The movie, that is. Starring Mark Wahlberg as retired Marine Gunnery Sergeant and scout/sniper Bob Lee Swagger.  Since the non-shooting public gets most of its information on guns from films like this, I figured why not go see it and look for all its little glitches and miscues.

Before Shooter came onscreen, I was forced to sit through trailers for six new films that seemed to consist mostly of car crashes. I remember a time when trailers were mostly Indians being shot off horses, or closeups of Clark Gable trying to get his tongue around Lana Turner’s tonsils. But now it’s car crashes. Anyway…

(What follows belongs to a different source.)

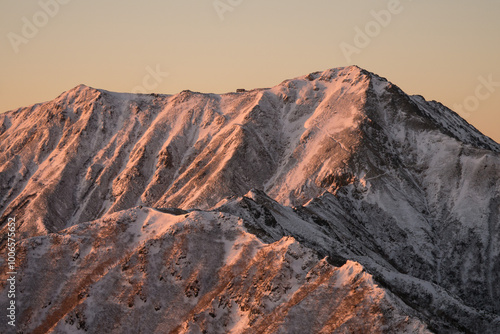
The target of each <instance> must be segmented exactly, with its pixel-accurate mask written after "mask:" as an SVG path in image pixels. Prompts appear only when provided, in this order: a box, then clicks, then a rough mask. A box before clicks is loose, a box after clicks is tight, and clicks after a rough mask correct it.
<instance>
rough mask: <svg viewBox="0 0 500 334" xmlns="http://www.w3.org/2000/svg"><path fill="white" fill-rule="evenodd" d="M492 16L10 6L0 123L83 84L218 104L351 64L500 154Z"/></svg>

*In the first scene, Gunny Swagger and his spotter are about to shoot at bad guys and the spotter is calling off distances in yards. The military has been metric since the 1960s.

*A few minutes later, Gunny Swagger shoots down a helicopter with a .50 BMG rifle, cranking off a dozen shots or so with no hearing protection. In real life, he would never hear anything again. Ever.

*Gunny Bob Lee (now Ret.) takes a shot at a can of Dinty Moore Beef Stew at 2000 yards with his .50 BMG bolt-action. He is now wearing earmuffs, but his massive, beer-drinking dog is lying alongside the rifle only a few yards away. In real life, at the pull of the trigger, the dog would run off in 50-foot bounds, emitting howls of agony at every leap. What the Gunny has against Dinty Moore is not explained.

* To save the life of an FBI agent, the Gunny shoots four bad guys in the head with a .22 rimfire at 200 yards from offhand while standing in a rowboat on a river.

* The FBI agent had been fitted with a prosthetic device—an arm brace–designed to force him to shoot himself in the head. There might be a market for something like this in the real world.

* Kate Mara, an extremely hot babe who plays Sarah Fenn, the heroine of the film, shoots one of the bad guys with a Beretta M92 which has been taken, unfired, from another villain. The slide locks open after only 4 shots. Why did the bad guy load only 4 rounds in a magazine that holds 17?

* At the end of the film, Ret. Gunny Bob Lee proves his innocence by revealing that he has swapped the firing pins in all his rifles, rendering them inert. Do I have to comment on this?

Best line in the film: Bob Lee says, “I’m just a redneck peckerwood who lives alone with too many guns.”

Go see it.  It’s a lot of fun and, as I said, Kate Mara is some hottie.